Payers may start using synthetic data by cloning a single test case, such as a data set for a claim representing a broken leg, to test the benefits configuration for a physician joining a plan’s network. The cloning enables plans to instantly create multiples of the “same” data types, whether two or 200, ready to be tested in multiple passes of the same test. This means:

  • Testing teams do not need to recreate data sets that are consumed, changed or destroyed during testing, which improves speed and efficiency.
  • The best and most highly valued data may be used by different teams simultaneously, even if the teams are in the same environment.
  • Teams may use the data to test without using PHI.
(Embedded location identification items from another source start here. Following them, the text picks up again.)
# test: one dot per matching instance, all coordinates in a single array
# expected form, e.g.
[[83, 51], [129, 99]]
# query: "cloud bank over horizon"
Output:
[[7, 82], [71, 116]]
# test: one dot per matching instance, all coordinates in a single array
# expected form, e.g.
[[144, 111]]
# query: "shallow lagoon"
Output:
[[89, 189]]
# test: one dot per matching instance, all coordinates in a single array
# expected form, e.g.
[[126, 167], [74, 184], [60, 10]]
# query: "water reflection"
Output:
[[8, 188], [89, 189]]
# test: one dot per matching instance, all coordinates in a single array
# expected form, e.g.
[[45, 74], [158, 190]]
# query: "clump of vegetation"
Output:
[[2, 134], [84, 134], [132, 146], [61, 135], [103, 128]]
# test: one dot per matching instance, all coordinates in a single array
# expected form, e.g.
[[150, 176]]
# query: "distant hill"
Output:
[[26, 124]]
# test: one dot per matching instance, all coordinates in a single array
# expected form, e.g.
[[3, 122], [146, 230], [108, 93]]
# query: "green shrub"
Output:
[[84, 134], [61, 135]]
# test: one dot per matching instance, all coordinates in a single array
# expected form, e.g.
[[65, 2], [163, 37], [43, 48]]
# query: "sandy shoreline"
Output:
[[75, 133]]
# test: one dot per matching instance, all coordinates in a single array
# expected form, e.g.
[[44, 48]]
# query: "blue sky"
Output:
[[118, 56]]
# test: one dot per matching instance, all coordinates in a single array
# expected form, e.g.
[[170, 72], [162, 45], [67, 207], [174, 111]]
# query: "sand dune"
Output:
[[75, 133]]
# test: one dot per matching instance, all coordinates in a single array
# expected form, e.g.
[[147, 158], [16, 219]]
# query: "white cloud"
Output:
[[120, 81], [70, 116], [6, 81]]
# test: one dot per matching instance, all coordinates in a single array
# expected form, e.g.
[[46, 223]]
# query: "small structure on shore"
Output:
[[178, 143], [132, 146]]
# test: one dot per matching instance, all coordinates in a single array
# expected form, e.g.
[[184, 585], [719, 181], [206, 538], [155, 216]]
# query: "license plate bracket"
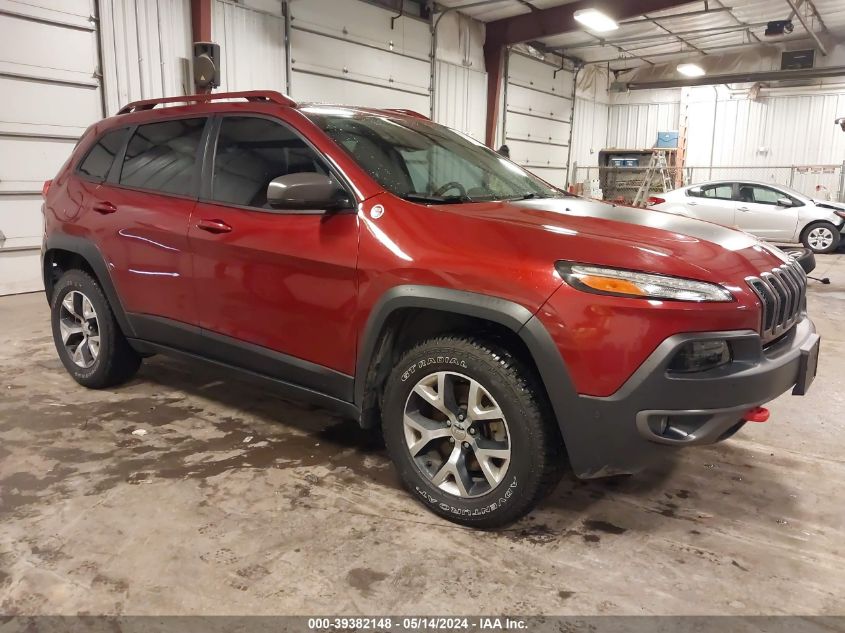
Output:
[[807, 367]]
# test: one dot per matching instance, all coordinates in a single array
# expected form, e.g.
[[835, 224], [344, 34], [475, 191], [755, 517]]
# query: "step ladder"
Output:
[[657, 163]]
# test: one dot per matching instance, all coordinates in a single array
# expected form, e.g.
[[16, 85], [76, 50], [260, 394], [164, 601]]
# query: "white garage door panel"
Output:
[[76, 46], [539, 103], [26, 163], [364, 23], [556, 177], [530, 128], [533, 73], [330, 90], [20, 271], [21, 215], [50, 95], [40, 107], [538, 116], [318, 54]]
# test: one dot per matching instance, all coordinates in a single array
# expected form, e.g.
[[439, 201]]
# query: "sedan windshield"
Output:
[[425, 162]]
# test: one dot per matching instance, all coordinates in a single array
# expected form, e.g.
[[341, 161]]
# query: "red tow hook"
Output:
[[757, 414]]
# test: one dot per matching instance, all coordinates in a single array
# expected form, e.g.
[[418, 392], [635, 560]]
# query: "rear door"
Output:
[[274, 288], [759, 212], [713, 202], [140, 218]]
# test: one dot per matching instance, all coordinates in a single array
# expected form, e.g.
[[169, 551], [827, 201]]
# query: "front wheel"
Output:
[[821, 237], [470, 432], [87, 336]]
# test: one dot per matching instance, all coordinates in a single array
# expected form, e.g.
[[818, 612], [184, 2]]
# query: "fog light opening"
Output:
[[695, 356]]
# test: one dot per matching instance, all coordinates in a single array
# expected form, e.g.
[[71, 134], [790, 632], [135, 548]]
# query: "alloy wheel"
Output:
[[820, 238], [457, 434], [80, 329]]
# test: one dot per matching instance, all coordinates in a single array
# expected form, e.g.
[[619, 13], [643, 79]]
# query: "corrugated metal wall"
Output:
[[589, 135], [252, 45], [635, 125], [460, 89], [146, 48], [774, 130]]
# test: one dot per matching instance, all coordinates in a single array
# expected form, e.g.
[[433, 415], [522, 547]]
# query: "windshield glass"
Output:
[[422, 161]]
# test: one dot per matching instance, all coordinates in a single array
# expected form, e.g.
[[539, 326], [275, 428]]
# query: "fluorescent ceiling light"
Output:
[[691, 70], [595, 20]]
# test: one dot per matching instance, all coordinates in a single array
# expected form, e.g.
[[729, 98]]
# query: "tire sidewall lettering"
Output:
[[433, 360]]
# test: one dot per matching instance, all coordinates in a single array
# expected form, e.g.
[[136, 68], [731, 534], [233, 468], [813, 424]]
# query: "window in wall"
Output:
[[251, 152], [162, 156], [99, 160]]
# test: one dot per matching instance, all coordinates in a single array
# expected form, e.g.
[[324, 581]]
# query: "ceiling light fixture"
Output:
[[595, 20], [691, 70]]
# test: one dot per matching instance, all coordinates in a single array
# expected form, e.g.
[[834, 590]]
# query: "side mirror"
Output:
[[306, 191]]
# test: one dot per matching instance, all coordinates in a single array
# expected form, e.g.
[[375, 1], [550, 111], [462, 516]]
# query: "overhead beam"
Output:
[[807, 26], [741, 78], [560, 19], [201, 20], [544, 23]]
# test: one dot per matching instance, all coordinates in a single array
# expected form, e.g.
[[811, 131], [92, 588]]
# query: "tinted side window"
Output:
[[250, 153], [720, 192], [99, 160], [162, 156]]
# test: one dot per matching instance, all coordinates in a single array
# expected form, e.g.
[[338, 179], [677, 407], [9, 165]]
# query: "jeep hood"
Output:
[[596, 232]]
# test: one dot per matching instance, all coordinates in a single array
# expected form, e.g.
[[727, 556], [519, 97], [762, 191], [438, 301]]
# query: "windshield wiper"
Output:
[[432, 199]]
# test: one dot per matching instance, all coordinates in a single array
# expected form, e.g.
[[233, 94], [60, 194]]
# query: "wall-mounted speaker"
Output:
[[206, 65]]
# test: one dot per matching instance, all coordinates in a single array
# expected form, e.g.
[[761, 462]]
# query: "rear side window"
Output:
[[251, 152], [98, 162], [162, 156], [717, 192]]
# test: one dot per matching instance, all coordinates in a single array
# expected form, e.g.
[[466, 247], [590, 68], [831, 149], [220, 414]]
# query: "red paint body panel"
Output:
[[305, 285], [286, 282]]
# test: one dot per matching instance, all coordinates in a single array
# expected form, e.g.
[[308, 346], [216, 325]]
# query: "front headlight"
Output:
[[618, 282]]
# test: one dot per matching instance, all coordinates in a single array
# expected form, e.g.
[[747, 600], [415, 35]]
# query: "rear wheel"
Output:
[[87, 336], [821, 237], [470, 432]]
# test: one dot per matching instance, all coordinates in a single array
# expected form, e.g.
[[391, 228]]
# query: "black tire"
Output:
[[115, 361], [536, 448], [807, 237]]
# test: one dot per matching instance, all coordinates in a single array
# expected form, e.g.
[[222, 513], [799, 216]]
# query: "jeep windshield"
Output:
[[424, 162]]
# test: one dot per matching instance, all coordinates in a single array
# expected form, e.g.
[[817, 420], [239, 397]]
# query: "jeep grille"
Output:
[[782, 293]]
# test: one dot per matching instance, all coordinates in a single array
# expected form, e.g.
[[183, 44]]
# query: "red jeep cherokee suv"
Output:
[[403, 274]]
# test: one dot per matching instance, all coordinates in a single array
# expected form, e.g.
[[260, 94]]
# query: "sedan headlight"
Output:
[[618, 282]]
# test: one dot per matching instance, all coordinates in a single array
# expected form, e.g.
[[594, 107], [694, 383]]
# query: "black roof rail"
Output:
[[269, 96]]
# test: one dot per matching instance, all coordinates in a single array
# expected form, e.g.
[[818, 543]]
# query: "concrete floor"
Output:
[[238, 502]]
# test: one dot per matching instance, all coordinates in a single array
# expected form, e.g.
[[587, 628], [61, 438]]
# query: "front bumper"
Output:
[[655, 410]]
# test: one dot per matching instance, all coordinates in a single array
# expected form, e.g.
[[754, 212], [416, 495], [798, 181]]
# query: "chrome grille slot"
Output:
[[782, 293]]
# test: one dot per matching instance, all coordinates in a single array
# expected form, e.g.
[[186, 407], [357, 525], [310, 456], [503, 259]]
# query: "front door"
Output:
[[275, 290], [760, 213], [714, 203]]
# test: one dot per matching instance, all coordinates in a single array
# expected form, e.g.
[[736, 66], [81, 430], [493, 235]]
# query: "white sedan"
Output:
[[771, 212]]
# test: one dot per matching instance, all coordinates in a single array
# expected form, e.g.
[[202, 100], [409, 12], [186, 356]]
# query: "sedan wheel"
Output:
[[820, 238]]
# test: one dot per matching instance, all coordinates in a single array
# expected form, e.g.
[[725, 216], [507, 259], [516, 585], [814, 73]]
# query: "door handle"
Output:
[[214, 226], [104, 207]]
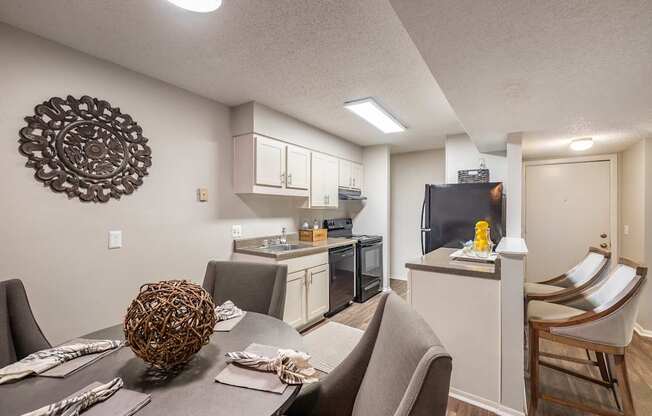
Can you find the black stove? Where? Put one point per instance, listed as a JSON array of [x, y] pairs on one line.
[[368, 257]]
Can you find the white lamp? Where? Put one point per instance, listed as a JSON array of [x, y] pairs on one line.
[[582, 144], [200, 6]]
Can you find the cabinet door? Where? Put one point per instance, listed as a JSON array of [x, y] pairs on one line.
[[270, 158], [345, 174], [317, 281], [295, 299], [356, 176], [298, 167]]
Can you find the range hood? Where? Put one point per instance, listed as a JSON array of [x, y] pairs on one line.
[[350, 195]]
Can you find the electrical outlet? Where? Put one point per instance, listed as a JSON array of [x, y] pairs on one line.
[[115, 239]]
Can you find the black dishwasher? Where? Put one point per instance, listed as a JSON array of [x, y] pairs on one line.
[[342, 278]]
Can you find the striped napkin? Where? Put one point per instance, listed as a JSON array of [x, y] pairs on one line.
[[227, 310], [44, 360], [73, 406], [291, 366]]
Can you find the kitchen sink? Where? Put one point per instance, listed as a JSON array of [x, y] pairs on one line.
[[284, 247]]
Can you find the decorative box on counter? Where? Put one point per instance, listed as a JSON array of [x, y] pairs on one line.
[[313, 234]]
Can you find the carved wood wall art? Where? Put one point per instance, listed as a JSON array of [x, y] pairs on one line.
[[85, 148]]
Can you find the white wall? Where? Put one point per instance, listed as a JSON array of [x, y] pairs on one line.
[[374, 218], [254, 117], [462, 154], [410, 172], [59, 246]]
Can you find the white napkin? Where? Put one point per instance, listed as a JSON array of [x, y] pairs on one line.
[[73, 406], [44, 360]]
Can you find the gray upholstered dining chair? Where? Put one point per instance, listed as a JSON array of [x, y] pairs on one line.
[[254, 287], [399, 368], [20, 334], [585, 275]]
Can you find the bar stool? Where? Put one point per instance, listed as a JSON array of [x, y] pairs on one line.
[[601, 320], [587, 273]]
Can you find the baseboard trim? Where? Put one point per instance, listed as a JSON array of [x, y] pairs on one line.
[[483, 403], [642, 331]]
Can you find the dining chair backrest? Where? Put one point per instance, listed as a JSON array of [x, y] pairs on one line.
[[20, 334], [585, 270], [409, 369], [254, 287], [616, 301]]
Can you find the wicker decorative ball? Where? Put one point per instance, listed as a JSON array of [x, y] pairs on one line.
[[169, 322]]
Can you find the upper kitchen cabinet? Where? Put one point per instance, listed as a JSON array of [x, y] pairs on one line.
[[350, 175], [297, 166], [324, 183], [266, 166]]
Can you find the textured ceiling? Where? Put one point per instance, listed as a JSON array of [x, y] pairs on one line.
[[551, 69], [304, 58]]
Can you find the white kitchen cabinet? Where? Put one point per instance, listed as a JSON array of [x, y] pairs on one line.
[[317, 283], [295, 299], [307, 290], [297, 167], [324, 181], [270, 161], [262, 165], [350, 175]]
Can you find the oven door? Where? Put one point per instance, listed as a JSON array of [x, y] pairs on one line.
[[370, 271]]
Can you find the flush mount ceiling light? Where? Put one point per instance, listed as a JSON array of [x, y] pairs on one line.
[[374, 114], [582, 144], [199, 6]]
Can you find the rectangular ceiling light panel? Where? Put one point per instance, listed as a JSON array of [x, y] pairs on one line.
[[374, 114]]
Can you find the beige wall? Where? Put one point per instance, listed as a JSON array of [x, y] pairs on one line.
[[374, 216], [409, 173], [59, 246], [632, 202], [636, 212]]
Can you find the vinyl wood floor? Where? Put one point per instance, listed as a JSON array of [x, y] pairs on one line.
[[640, 370]]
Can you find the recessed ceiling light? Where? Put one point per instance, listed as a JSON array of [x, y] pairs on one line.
[[582, 144], [374, 114], [200, 6]]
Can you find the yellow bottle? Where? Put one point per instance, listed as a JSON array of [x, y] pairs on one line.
[[481, 240]]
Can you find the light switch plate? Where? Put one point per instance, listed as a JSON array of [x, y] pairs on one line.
[[202, 194], [115, 239]]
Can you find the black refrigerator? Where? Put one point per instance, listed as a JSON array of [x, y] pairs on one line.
[[449, 213]]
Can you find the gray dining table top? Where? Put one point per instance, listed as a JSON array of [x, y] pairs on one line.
[[192, 391]]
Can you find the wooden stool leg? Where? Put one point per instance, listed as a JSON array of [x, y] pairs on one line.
[[534, 370], [623, 385]]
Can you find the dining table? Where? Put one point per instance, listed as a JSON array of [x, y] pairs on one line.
[[190, 390]]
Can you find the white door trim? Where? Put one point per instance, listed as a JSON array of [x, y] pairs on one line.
[[614, 208]]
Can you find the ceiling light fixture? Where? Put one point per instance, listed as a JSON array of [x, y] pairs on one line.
[[199, 6], [373, 113], [582, 144]]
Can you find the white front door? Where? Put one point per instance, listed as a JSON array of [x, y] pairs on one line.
[[567, 209]]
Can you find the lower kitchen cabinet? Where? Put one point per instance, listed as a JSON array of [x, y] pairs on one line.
[[317, 292], [295, 294]]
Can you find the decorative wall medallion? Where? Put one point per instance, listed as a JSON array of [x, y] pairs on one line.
[[85, 148]]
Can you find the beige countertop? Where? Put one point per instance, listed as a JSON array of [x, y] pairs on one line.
[[438, 261], [254, 247]]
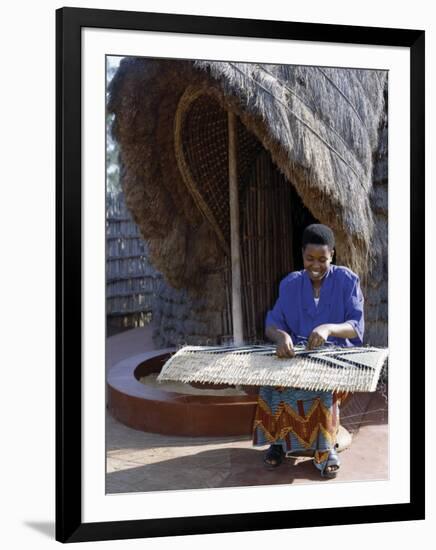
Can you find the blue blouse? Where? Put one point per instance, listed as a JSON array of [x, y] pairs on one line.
[[340, 301]]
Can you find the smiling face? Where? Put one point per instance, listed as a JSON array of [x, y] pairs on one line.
[[317, 259]]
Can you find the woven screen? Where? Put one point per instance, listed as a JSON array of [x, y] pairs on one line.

In the future, much of the synthetic data creation may be automated, using machine learning elements that leverage information gained from prior test iterations. Tools will extract claims data and similarly analyze non-core administrative systems to identify data types and interrelationships to create synthetic data that represents transactions across the enterprise. That eventually will result in a comprehensive pool of non-production-designed data, ready for testing any type of solution — including those invented in a payer’s imagination. Current production data represents the past. Using synthetic data, plans can test contract and physician performance under different configurations and business models, such as value-based care.

By enabling testing teams to create better-than-real-world characters, synthetic data enables payers to improve testing efficiency, protect PHI and intelligently test business scenarios. Transitioning to synthetic data will enable payers to add larger-than-life performance to their testing capabilities, tightening the test case story to make it more compelling so it’s indeed a better version than the truth.